About Angelman Syndrome (AS)
In 1965, Dr. Harry Angelman, an English physician, first described three children with characteristics now known as Angelman Syndrome (AS). He noted that all had a stiff, jerky gait, absent speech, excessive laughter and seizures. Other cases were eventually published but the condition was considered to be extremely rare and many physicians doubted its existence. The first reports from North America appeared in the early 1980s and within the last ten years many new reports have appeared. Dr. Angelman relates the following regarding his discovery of this syndrome.

The History
"The history of medicine is full of interesting stories about the discovery of illnesses. The saga of Angelman Syndrome is one such story. It was purely by chance that nearly thirty years ago three handicapped children were admitted at various times to my children's ward in England. They had a variety of disabilities and although, at first sight, they seemed to be suffering from different conditions, I felt that there was a common cause for their illness. The diagnosis was purely a clinical one because, in spite of technical investigations which today are more refined, I was unable to establish scientific proof that the three children all had the same handicap. In view of this I hesitated to write about them in the medical journals. However, when on holiday in Italy I happened to see an oil painting in the Castelvecchio museum in Verona called . . . a Boy with a Puppet. The boy's laughing face and the fact that my patients exhibited jerky movements gave me the idea of writing an article about the three children with a title of Puppet Children. It was not a name that pleased all parents but it served as a means of combining the three little patients into a single group. Later the name was changed to Angelman syndrome. This article was published in 1965, and after some initial interest, lay almost forgotten until the early eighties."

At Birth
Angelman syndrome is usually not recognized at birth or in infancy since the developmental problems are nonspecific during this time. Parents may first suspect the diagnosis after reading about AS or meeting a child with the condition.

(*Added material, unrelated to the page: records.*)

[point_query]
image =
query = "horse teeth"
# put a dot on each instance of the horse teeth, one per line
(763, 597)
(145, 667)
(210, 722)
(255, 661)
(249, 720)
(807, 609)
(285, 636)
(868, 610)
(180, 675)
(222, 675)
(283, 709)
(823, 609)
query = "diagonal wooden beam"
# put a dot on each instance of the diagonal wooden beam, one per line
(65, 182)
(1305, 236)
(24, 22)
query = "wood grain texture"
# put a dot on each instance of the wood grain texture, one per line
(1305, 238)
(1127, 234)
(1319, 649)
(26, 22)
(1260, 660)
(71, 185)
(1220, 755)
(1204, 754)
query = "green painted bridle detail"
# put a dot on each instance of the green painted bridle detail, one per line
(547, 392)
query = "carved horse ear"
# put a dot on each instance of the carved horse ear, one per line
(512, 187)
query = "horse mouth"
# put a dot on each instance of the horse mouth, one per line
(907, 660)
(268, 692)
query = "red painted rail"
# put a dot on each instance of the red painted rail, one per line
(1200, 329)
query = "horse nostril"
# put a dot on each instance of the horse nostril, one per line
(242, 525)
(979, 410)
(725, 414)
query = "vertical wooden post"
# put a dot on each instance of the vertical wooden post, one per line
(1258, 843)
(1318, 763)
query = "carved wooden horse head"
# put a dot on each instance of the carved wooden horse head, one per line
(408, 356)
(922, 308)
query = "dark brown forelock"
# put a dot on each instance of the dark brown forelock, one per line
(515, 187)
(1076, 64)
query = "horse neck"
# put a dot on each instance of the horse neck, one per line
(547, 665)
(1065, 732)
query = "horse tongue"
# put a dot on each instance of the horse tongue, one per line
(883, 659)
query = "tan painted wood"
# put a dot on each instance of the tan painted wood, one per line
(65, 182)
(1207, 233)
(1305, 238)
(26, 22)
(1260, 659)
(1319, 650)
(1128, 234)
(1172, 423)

The most common age of diagnosis is between three and seven years when the characteristic behaviors and features become most evident. A summary of the developmental and physical findings has recently been published for the purpose of establishing clinical criteria for the diagnosis and these are listed below. All of the features do not need to be present for the diagnosis to be made, and the diagnosis is often first suspected when the typical behaviors are recognized.

The Time Line
For several decades the chromosome study of AS individuals revealed no abnormalities, but with the development of improved methods a very small deleted area was found in chromosome 15. Molecular methods such as FISH (fluorescence in situ hybridization) now demonstrate a deletion in about 70% of individuals with AS. The deleted area, although extremely small, is actually quite large when viewed at the molecular level. It is believed to be about 4 million base pairs in length, enough to contain many genes.

Other Deletions
The deleted region on chromosome 15 is known to contain genes that are activated or inactivated depending upon the chromosome's parent of origin (i.e., a gene may be turned on on the chromosome 15 inherited from the mother but off on the chromosome 15 inherited from the father). This parent-specific gene activation is referred to as genetic imprinting. Because the deletions seen in AS only occur on the chromosome 15 inherited from the mother, the gene(s) responsible for AS were predicted to be active only on the maternal chromosome 15. Disruption of genes that are active on the paternally-derived chromosome 15 is now known to cause another developmental disorder termed the Prader-Willi syndrome (PWS).

Other Syndromes
The PWS gene(s) are actually located close to the AS gene, but they are different. AS has been reported throughout the world among divergent racial groups. In North America, the great majority of known cases seem to be of Caucasian origin. Although the exact incidence of AS is unknown, an estimate of between 1 in 15,000 to 1 in 30,000 seems reasonable.